Terms of Reference

Society’s increasing involvement with coastal and offshore areas through population-related and industrial pressures has accelerated and accentuated an awareness of the impact of natural processes on the coastal zones and offshore areas of the world.

The barriers to our ability to respond to society’s needs for information about the coastal atmosphere and its interactions with water and land are essentially the following: inadequately defined requirements for meteorological information; inadequate datasets and measurement techniques in the coastal zone on both sides of the land–water boundary; inadequate knowledge of coastal atmospheric and related ocean processes; and inadequate consolidation and exchange of available technology and data with problem solvers and decision makers working on problems in coastal and offshore areas.

This committee will consider the coastal zone to be that region that is appreciably altered by the common intersection of land, water, and air. This definition has no dimensional restrictions and, thus, includes continental coastal areas and adjacent waters of the continental shelf, and in addition those regions near islands, lakes, and large rivers, all of which exhibit coastal-related meteorological phenomena and are also subject to societal pressures.

The Committee on Meteorology and Oceanography of the Coastal Zone will facilitate and promote communication about and awareness of coastal zone meteorological and related oceanographic processes as a primary objective.

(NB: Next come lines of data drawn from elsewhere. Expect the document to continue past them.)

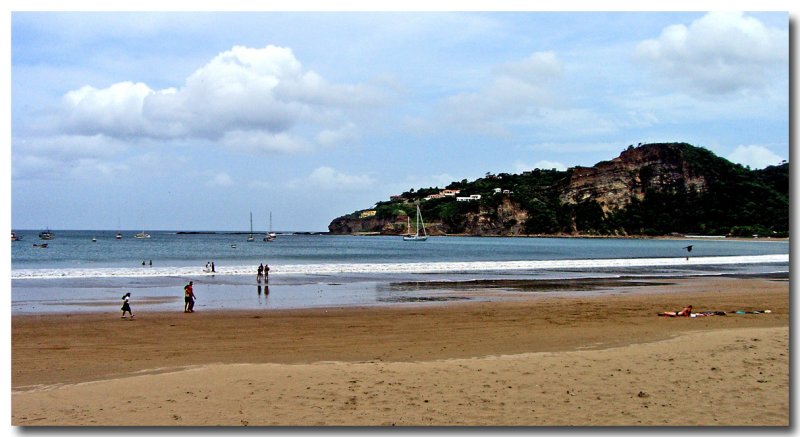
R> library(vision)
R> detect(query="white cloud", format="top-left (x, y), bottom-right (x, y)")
top-left (57, 45), bottom-right (382, 151)
top-left (206, 172), bottom-right (233, 187)
top-left (12, 135), bottom-right (127, 180)
top-left (444, 52), bottom-right (562, 134)
top-left (225, 130), bottom-right (313, 153)
top-left (306, 166), bottom-right (375, 190)
top-left (316, 123), bottom-right (358, 146)
top-left (635, 12), bottom-right (789, 95)
top-left (728, 146), bottom-right (784, 168)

The functions of the committee are to

  1. advise the Society concerning significant problems in understanding coastal meteorological and related oceanographic processes and their impacts;
     
  2. promote the dissemination of information related to the science and technology of meteorological processes in coastal zones, including publication in relevant journals of the Society;
     
  3. stimulate interaction with other AMS committees and related professional societies involved in the physical science of coastal areas;
     
  4. stimulate improvements in the scientific aspects of weather warnings and forecasts for coastal and offshore areas;
     
  5. facilitate an effective exchange among coastal zone scientists, engineers, oceanographers, planners, operational meteorologists, and managers by planning and supporting national and international conferences, workshops, symposia, and seminars; and
     
  6. promote an increased awareness of the need for sponsorship of basic as well as applied meteorological and interdisciplinary research in coastal zones.